Putra menilai, penjelasan yang disampaikan Badan Pengelola Keuangan dan Aset Daerah (BPKAD) justru terkesan menghindari substansi persoalan, dengan melemparkan pertanyaan teknis ke Bagian Administrasi Pembangunan Setdako serta menyerahkan kajian dampak fiskal kepada pejabat periode 2021.
> “Kita semua paham dana PEN diperuntukkan bagi pembangunan infrastruktur. Tapi ketika ditanya detail teknis dan dampak fiskalnya malah diarahkan ke pihak lain atau pejabat lama, ini mencerminkan lemahnya komitmen kolektif dalam pengelolaan keuangan daerah,” tegas Putra.
Ia menekankan bahwa penggunaan dana publik, terlebih yang bersumber dari pinjaman, tidak boleh hanya berpegang pada tujuan normatif semata. Menurutnya, kajian dampak fiskal jangka menengah adalah keharusan mutlak agar kebijakan keuangan daerah tidak menimbulkan persoalan hukum, administrasi, maupun beban fiskal di kemudian hari.
Lebih lanjut, Putra mengingatkan bahwa meskipun keputusan pengambilan pinjaman PEN pada tahun 2021 melibatkan Walikota, pimpinan DPRK, dan Tim Anggaran Pemerintah Kota (TAPK) saat itu, tanggung jawab atas konsekuensinya tidak bisa dibatasi oleh pergantian kepemimpinan.
> “Pemerintah kota saat ini tidak bisa cuci tangan.

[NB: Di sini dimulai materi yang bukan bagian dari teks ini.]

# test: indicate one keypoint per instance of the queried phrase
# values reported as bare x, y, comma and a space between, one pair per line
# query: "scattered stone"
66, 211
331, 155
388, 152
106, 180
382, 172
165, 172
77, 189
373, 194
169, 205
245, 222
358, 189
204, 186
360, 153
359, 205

Evaluasi menyeluruh dari tahap perencanaan hingga implementasi adalah kewajiban, bukan pilihan,” ujarnya dengan nada keras.
Putra juga menyoroti prinsip tata kelola keuangan daerah yang baik, yang menuntut transparansi dan akuntabilitas tinggi dalam setiap rupiah dana publik yang digunakan. Menurutnya, menyikapi defisit anggaran tidak cukup hanya membahas dampaknya, tetapi harus berani menguliti akar masalah agar kesalahan serupa tidak terus berulang.
> “Masyarakat Subulussalam berhak tahu secara terbuka bagaimana dana PEN digunakan. Pemerintah daerah harus segera membuka seluruh data, melakukan evaluasi komprehensif, dan menyampaikan penjelasan yang jujur dan utuh kepada publik,” pungkasnya.